We’ve all suffered the pains of a delayed flight, but the thought that an airline is delaying you on purpose could really be the final straw. Allegations have surfaced regarding pilots at Cathay Pacific deliberately taxiing at slow speeds to the gate, but you might be more sympathetic to their motives than you’d expect…
Airline delays are such a commonplace and comprehensive issue that even the top dog himself President Joe Biden has recently announced his plans to make airlines pay for the poor scheduling, which follows hot on the heels of the naming and shaming of Australia’s most regularly delayed carriers.
This week, however, it’s been revealed that one airline’s employees might actually be delaying its passengers on purpose. Though it’s a move that’s understandably sure to rile up customers, their reasons for doing so might inspire a little more sympathy than you’d expect…
Allegations have surfaced regarding pilots at Cathay Pacific deliberately taxiing to and from passenger gates at slower speeds than is deemed efficient or safe. Why? Supposedly in an effort to strong-arm the carrier into giving them a pay rise.
WATCH: Singapore Airlines shows us what happens before the plane even hits the runway.

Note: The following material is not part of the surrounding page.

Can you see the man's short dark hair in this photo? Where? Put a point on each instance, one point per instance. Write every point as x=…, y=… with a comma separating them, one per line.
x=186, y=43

The Hong Kong-based airline recently launched an internal investigation after it noticed that a number of its planes were taking longer than expected to reach their designated gate after landing at Chek Lap Kok International Airport. With significant discrepancies compared to rival carriers, concerns over runway congestion and delays have come to a head.
The reasoning behind this seemingly very deliberate and coordinated effort from pilots is – officially speaking – unclear at present time. However, if we delve a little deeper it becomes clear that their slower taxiing pace – in some cases plummeting to 15 knots down from the recommended 30 – may have something to do with decisions made by the airline’s senior management team.
Cathay Pacific was one of the hardest-hit airlines in the initial wave of the COVID-19 pandemic and – like so many – had to make some tough decisions to stay afloat. Facing a staggering 98% drop in revenue, the carrier furloughed approximately 20-30% of its workforce, while the remaining employees were forced to accept unwelcome and unexpected salary cuts.
Three years later, progress has been made: operations now stand at 50% of their pre-pandemic levels and profit margins are growing accordingly. However, staff salaries remain 30% lower than before the crisis and employees seem openly dissatisfied with new contracts offered by the airline.
But why would pilots choose this oddly specific type of direct action, rather than a more conventional strike or petitioning of the Cathay Pacific C-suite? Well, it may be something to do with the airlines remuneration policy…
Sources indicate that pilots are paid from the moment the aircraft engines are started until they are shut down at the end of the flight. By prolonging taxiing time, pilots may be trying to make small but not insignificant increases to their own pay packet, with the added bonus of simultaneously damaging the carrier’s reputation, incentivising a response from senior management.
There remain some question marks over this theory: industry insiders suggest that the potential financial gain from elongated taxiing periods would be so minimal as to render it an unlikely motivation. Rather, pilots may simply have lost the pay-induced drive to prioritise runway efficiency, inspiring a more leisurely approach to taxiing.
When approached for comment, Cathay Pacific gave a tight-lipped and rather opaque response:
“Cathay Pacific works closely with airport authorities in Hong Kong and markets that we operate. We take any feedback from our discussions seriously. Safety is always our top priority. We pride ourselves on our high levels of proficiency and operational standards.”Cathay Pacific Spokesperson
Regardless of the pilots’ precise motivations, the moral of this story seems pretty clear overall, especially when we read it in conjunction with a number of similar stories from across the world where strikes, marches, and even rioting over pitiful pay packets are becoming an everyday occurrence:
You have to pay people properly, and you have to increase their pay in line with inflation. If you don’t, people will notice their quality of life dropping while their workload increases or – at best- remains the same. That’s not a deal most people are willing to make for long.
This is only made truer by the fact that airline profits are now soaring after a post-COVID bump. When employees felt that their employers were suffering alongside them, as was the case during the pandemic, they’re a lot more likely to be lenient. As soon as shareholders’ pockets are bulging, that tide will inevitably turn.
If Cathay Pacific follows in the footsteps of Emirates and uses their profits to motivate and reward staff, then I’ve no doubt their planes will be taxiing in no time. If not, then they may have to prepare for taxiing not just slowing, but grinding to a halt.